LAUSR

AIMS Vascular malformations (vMs) encompass a wide range of diseases often associated with somatic or, more rarely, germinal genetic mutations. A mutation in the PIK3Ca/mTOR pathway is more often involved in various vMs. CD10 and CD34 are cellular markers that may play a role in mesenchymal differentiation and proliferation. The aim of our study was to find a possible link between the immunohistochemical expression of CD10 and CD34 in vMs and their relationship with mutations in the PIK3CA/mTOR signaling pathway. METHODS AND RESULTS Our study on 58 samples of vMS showed that in endothelial cells CD10 was significantly expressed in PIK3CA mutated samples compared to samples without any mutation (p<0.05), especially and even more consistently when compared to samples with mutation in other pathways (p <0.0001). Conversely, in the same PIK3CA mutated samples, CD34 expression in endothelial cells was significantly reduced compared to samples either without any mutation or mutations in other pathways (p<0.05 and p<0.0005).
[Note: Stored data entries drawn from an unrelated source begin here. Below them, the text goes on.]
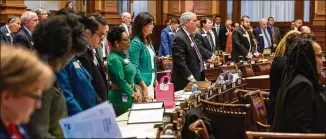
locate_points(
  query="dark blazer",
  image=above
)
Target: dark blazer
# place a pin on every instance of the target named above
(240, 44)
(44, 122)
(300, 109)
(222, 36)
(4, 35)
(260, 38)
(5, 135)
(185, 60)
(275, 83)
(166, 41)
(97, 73)
(201, 38)
(24, 39)
(217, 38)
(277, 34)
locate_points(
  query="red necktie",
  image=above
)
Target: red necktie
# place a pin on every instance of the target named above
(13, 132)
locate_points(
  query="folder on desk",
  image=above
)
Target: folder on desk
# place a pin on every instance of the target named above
(146, 116)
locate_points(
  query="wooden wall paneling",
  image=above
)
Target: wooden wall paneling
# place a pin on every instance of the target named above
(110, 11)
(298, 10)
(11, 8)
(223, 10)
(236, 11)
(320, 14)
(174, 7)
(203, 7)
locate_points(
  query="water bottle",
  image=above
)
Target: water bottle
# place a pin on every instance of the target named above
(194, 89)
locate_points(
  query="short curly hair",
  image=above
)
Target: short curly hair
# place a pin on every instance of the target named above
(115, 34)
(59, 35)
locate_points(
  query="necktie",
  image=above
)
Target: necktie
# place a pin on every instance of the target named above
(197, 52)
(268, 39)
(210, 38)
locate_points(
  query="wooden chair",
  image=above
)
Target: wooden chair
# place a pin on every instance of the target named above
(265, 135)
(230, 121)
(199, 128)
(258, 110)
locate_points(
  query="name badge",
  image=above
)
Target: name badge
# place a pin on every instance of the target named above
(126, 60)
(76, 65)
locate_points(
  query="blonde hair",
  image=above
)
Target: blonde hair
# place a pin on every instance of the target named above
(288, 39)
(21, 68)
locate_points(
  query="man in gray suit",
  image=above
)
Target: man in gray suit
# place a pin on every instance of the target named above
(276, 35)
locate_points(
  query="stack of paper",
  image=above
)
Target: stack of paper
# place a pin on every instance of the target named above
(97, 122)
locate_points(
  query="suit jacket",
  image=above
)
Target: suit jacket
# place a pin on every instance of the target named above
(202, 39)
(240, 44)
(5, 135)
(277, 34)
(167, 36)
(300, 108)
(97, 73)
(222, 36)
(24, 39)
(217, 37)
(4, 35)
(260, 38)
(185, 60)
(141, 58)
(75, 82)
(44, 122)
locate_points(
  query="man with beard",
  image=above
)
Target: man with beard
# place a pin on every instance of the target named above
(243, 46)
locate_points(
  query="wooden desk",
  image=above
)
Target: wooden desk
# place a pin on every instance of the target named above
(258, 82)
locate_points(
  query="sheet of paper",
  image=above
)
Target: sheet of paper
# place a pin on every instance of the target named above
(146, 116)
(149, 105)
(97, 122)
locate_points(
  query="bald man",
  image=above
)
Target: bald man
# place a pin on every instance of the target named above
(126, 20)
(264, 38)
(224, 33)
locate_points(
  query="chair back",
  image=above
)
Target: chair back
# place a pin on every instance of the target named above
(225, 117)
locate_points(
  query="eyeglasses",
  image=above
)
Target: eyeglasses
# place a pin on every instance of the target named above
(102, 36)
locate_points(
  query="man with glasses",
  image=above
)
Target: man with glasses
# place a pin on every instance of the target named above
(24, 36)
(7, 31)
(95, 29)
(41, 13)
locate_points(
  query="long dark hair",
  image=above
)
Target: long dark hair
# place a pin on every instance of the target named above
(301, 60)
(141, 20)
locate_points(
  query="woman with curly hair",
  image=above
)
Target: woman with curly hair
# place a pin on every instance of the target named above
(301, 99)
(57, 40)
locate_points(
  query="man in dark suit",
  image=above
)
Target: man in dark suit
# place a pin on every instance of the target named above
(95, 29)
(243, 45)
(204, 37)
(7, 31)
(264, 38)
(216, 29)
(24, 36)
(276, 34)
(223, 34)
(167, 36)
(188, 62)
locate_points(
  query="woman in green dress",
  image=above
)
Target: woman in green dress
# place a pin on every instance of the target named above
(123, 73)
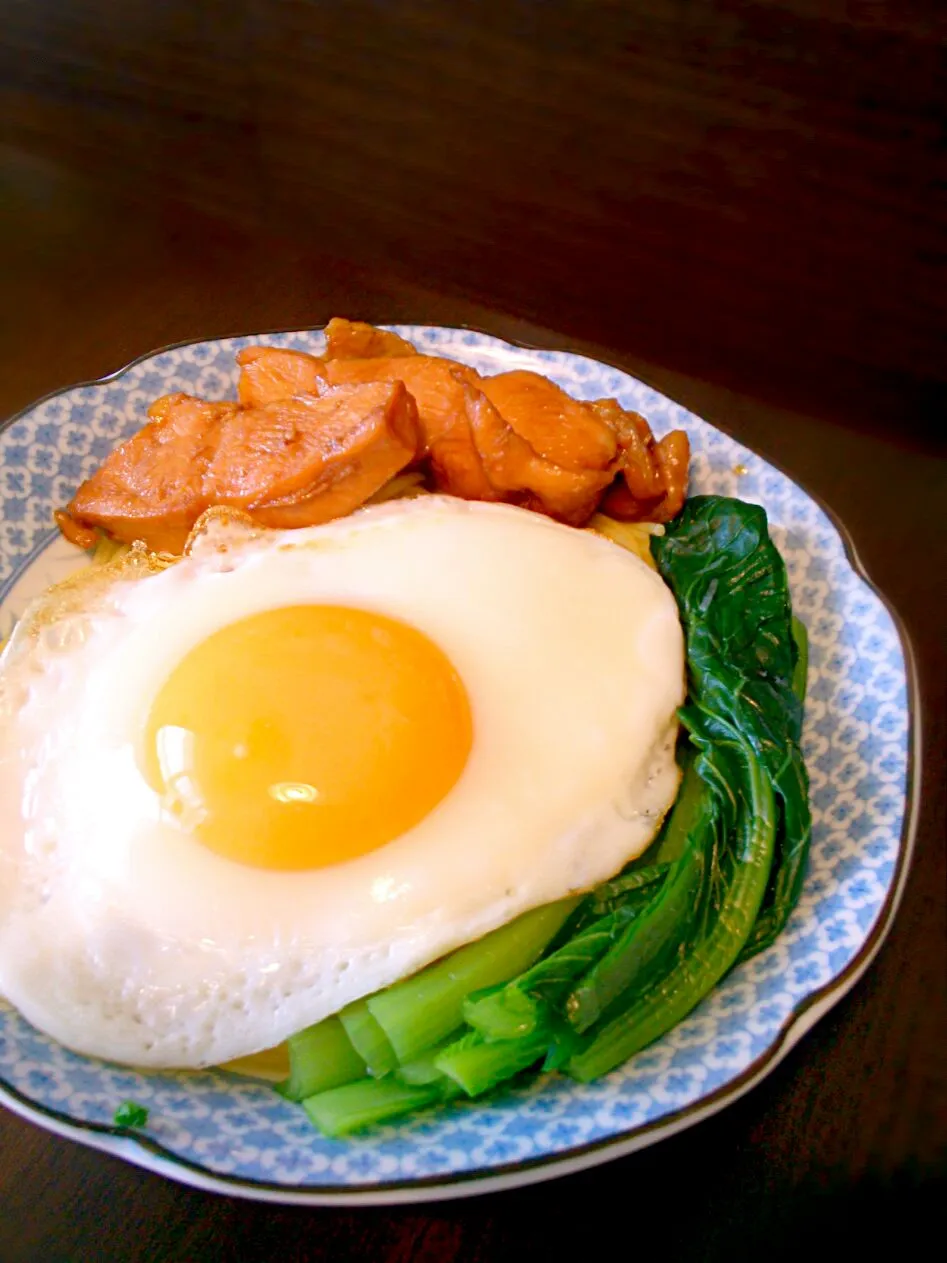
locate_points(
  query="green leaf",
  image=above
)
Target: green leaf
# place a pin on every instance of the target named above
(130, 1114)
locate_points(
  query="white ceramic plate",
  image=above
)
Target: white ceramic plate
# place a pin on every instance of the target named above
(219, 1132)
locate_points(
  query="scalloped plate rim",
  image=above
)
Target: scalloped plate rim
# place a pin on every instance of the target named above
(148, 1155)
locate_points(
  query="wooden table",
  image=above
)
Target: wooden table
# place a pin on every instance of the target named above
(789, 299)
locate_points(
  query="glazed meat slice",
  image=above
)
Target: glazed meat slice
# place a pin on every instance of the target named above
(296, 462)
(270, 373)
(437, 387)
(523, 475)
(354, 340)
(653, 481)
(153, 486)
(558, 428)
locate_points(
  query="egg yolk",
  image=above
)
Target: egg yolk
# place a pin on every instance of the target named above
(307, 735)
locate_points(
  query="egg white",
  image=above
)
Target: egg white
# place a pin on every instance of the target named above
(123, 937)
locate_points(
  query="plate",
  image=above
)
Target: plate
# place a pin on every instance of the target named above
(219, 1132)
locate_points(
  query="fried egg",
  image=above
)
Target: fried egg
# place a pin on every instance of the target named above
(296, 767)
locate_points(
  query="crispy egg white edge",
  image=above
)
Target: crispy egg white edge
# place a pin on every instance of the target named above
(123, 937)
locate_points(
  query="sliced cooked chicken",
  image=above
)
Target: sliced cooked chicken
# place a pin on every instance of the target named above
(152, 486)
(558, 428)
(307, 460)
(520, 474)
(437, 387)
(293, 462)
(354, 340)
(270, 373)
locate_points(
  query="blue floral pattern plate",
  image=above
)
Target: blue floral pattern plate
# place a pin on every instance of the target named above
(220, 1132)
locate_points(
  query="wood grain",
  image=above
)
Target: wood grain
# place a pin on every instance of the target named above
(734, 201)
(748, 191)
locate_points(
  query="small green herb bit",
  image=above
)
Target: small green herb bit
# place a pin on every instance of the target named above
(130, 1114)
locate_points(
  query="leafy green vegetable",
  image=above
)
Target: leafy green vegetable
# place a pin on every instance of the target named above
(427, 1007)
(321, 1056)
(369, 1101)
(130, 1114)
(368, 1038)
(730, 899)
(583, 984)
(649, 939)
(731, 586)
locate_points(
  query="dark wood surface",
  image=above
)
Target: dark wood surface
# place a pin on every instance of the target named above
(738, 202)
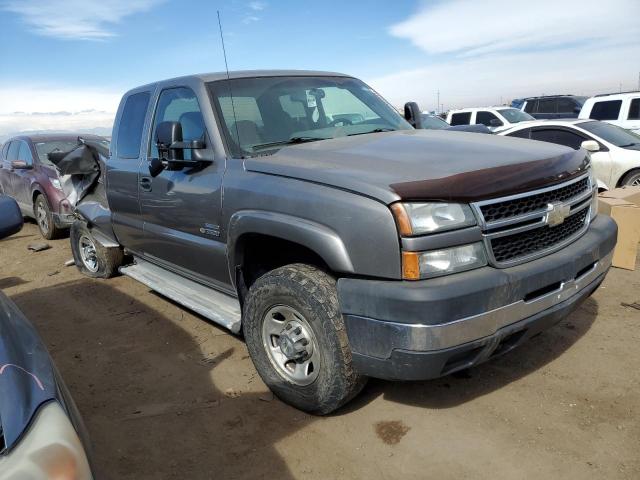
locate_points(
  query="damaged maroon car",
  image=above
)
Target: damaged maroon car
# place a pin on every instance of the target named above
(27, 175)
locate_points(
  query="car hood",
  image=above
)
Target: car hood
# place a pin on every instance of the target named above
(28, 377)
(426, 165)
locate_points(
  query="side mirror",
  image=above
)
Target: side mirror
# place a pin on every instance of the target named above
(590, 146)
(10, 217)
(413, 115)
(20, 165)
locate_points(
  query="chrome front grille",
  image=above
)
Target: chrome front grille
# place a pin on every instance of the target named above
(523, 227)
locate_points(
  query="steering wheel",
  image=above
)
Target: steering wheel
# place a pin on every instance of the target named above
(343, 121)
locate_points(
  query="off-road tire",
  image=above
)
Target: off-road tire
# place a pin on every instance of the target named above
(41, 204)
(631, 178)
(108, 258)
(313, 293)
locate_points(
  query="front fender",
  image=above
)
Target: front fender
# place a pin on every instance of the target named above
(317, 237)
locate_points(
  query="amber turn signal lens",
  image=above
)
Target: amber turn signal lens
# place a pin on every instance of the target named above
(410, 266)
(402, 219)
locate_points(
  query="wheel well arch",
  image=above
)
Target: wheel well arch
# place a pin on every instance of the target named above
(257, 253)
(626, 174)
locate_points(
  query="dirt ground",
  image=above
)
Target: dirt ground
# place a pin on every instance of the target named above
(165, 394)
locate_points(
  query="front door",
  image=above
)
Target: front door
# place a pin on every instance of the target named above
(22, 178)
(181, 208)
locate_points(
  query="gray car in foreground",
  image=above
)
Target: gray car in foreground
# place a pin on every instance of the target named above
(300, 209)
(41, 433)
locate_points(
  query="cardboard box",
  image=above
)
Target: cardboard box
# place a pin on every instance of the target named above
(623, 205)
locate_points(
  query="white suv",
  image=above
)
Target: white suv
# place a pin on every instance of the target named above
(622, 109)
(495, 118)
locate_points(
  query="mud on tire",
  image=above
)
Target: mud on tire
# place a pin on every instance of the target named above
(90, 256)
(311, 292)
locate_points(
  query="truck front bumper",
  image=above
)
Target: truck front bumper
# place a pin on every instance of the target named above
(402, 330)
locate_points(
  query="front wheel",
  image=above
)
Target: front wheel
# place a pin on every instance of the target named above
(90, 256)
(297, 340)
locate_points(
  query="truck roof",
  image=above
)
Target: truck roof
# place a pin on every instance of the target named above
(214, 76)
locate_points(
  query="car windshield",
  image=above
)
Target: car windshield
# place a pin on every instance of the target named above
(45, 148)
(515, 116)
(613, 134)
(268, 113)
(431, 122)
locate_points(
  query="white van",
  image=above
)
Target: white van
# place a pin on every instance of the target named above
(621, 109)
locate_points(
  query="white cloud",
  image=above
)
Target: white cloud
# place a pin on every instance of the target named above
(76, 19)
(41, 107)
(482, 52)
(257, 6)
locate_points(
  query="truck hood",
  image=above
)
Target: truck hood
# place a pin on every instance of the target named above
(426, 165)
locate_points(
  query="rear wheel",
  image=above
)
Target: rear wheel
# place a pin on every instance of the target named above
(44, 218)
(631, 179)
(91, 258)
(297, 340)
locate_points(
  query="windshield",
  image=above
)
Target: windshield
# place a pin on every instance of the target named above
(269, 113)
(515, 116)
(613, 134)
(45, 148)
(431, 122)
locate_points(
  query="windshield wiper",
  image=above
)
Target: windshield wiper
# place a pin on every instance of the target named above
(291, 141)
(375, 130)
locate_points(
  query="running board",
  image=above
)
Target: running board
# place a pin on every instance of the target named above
(212, 304)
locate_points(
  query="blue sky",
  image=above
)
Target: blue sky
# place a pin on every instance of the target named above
(65, 63)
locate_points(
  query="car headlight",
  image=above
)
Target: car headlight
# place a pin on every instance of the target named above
(49, 449)
(434, 263)
(56, 183)
(420, 218)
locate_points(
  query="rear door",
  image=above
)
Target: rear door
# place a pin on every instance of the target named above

Compared to samples with mutations in other pathways a significant overexpression of endothelial CD10 was also found in samples with TEK/TIE2 mutation, a gene linked to the PIK3CA/mTOR pathway (p<0.01). However, CD34 expression was not altered. In samples with PIK3CA mutation, the CD10 expression was significantly increased in the stroma as compared to samples with TEK/TIE2 gene or other genes mutations (p<0.05). CONCLUSION Therefore, CD10 and CD34 immunohistochemical profile could suggest/support the presence of mutations in PIK3CA/mTOR pathway in samples of vMs.